There was one safe haven for closeted queers like myself at my high school: the theatre program. I fell in love with theatre and acting in high school, as my middle and elementary schools did not have a theatre program. This brings me to one hub—The Rude Hart Theatre, my high school’s theatre. It’s old and dusty, with probably a hundred safety violations, and the ugly, emerald-green seats need replacing, but it is one of my favorite places on Earth. The theatre director, Mrs. Crane, and her family have been running that theatre themselves, with little to no help from the school/administration, for over twenty years. Their love for their students and that space is practically tangible in the air, from the stage, to the many hidden hallways and storage rooms under it.

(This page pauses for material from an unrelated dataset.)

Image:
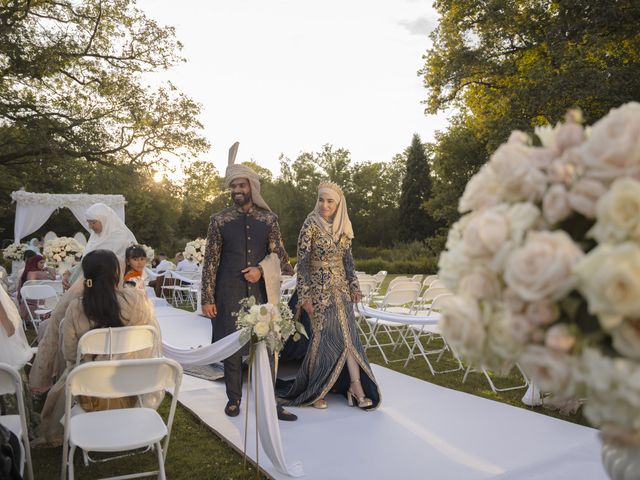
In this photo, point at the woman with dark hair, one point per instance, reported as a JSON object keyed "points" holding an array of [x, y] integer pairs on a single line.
{"points": [[101, 305]]}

Acting is where I find I can express myself the most. I’ve always felt unusual, or unwanted, being queer, which is thankfully now changing since moving away from Indiana, but acting is where I don’t have to be quiet because it’s my job to fully express the characters I play. I love finding myself in every character, and seeing how that expression impacts others, inspiring audiences.

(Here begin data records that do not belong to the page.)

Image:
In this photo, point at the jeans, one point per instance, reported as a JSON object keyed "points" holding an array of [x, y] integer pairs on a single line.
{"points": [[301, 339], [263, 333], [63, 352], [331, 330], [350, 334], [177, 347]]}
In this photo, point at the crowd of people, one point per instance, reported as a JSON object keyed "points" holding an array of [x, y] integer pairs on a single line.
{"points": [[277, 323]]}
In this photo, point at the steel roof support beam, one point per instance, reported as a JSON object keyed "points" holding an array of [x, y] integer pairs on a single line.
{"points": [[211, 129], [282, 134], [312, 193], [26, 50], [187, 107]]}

Perhaps it’s that unashamed expression of other characters that inspired me to start expressing myself. I remember, when I was a freshman, meeting a senior in the theatre program who I would have never met otherwise: Johanna. She was an out and proud lesbian, with a pride pin on her backpack, so colorful against the dull, oppresive hallways. When he did The Music Man that spring, I heard rumors that she wanted to audition to be the music man, Harold Hill. It blew my mind: a girl gender-bending such a traditionally male role. She inspired me to put my own pride pins on my backpack, sophomore year.

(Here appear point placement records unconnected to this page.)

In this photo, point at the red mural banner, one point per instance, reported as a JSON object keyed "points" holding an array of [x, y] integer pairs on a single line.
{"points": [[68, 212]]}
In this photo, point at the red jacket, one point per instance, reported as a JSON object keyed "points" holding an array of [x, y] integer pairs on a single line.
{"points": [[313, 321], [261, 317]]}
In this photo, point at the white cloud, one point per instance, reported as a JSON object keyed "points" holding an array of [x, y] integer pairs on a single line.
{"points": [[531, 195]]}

Another social group I have found a home in is my wonderful group of coworkers at another hub, Sip Coffee House in Crown Point, IN. The vibe of that place is awesome. The owner is so kind, and I get along with everyone who works there. Everytime I go home for a period of time, I work there again, and I am always instantly friends with the new faces. I’ve worked doubles at Sip, being the first person in and the last to leave, and slept over night on the couch in the dining room multiple times, so needless to say, I am very familiar with that building. I know all the regulars, which ones to avoid (the creep who always orders a large, hot cherry bomb latte) and which ones leave the best tips and conversation (Bob, who orders two nonfat lattes), and which ones have never been there before. Working there makes me happy, and I think I love it so much is because it’s another safe haven in Indiana where I can just be myself, a queer, insanely passionate barista, and know I’ll be supported by my coworkers there.
So in looking at personal behavior, I am more reserved and quiet, almost code-switching, when I am at home or anywhere I don’t feel comfortable being who I am, which has caused me to be more cautious in everyday life. When I am comfortable, I relax into myself, and that’s when I feel success in myself, and happiness, whether it’s on stage or behind an espresso machine.
Probably because of my background, some questions I have about society revolve around social “norms.” How do people go from being strangers to acquaintances to friends? I’ve noticed some people become friends because there are no other options, like in high school. People are friends because they happen to see the same people everyday for four years and it just happens, but then they graduate and never see each other. What makes a friendship deeper? Is it personal connection, shared experiences, similarities and differences? Some people never lose touch, no matter what. I’ve always found this fascinating. As someone who generally has a hard time bridging the gap between acquaintance and friend, I tend to find myself on the outskirts of this behavior, which has given me some opportunity to observe it happening. Friendships forming, falling apart, for so many reasons. How people form relationships, what it is that can draw two strangers together, or what it is that keeps others on the outskirts, intrigues me.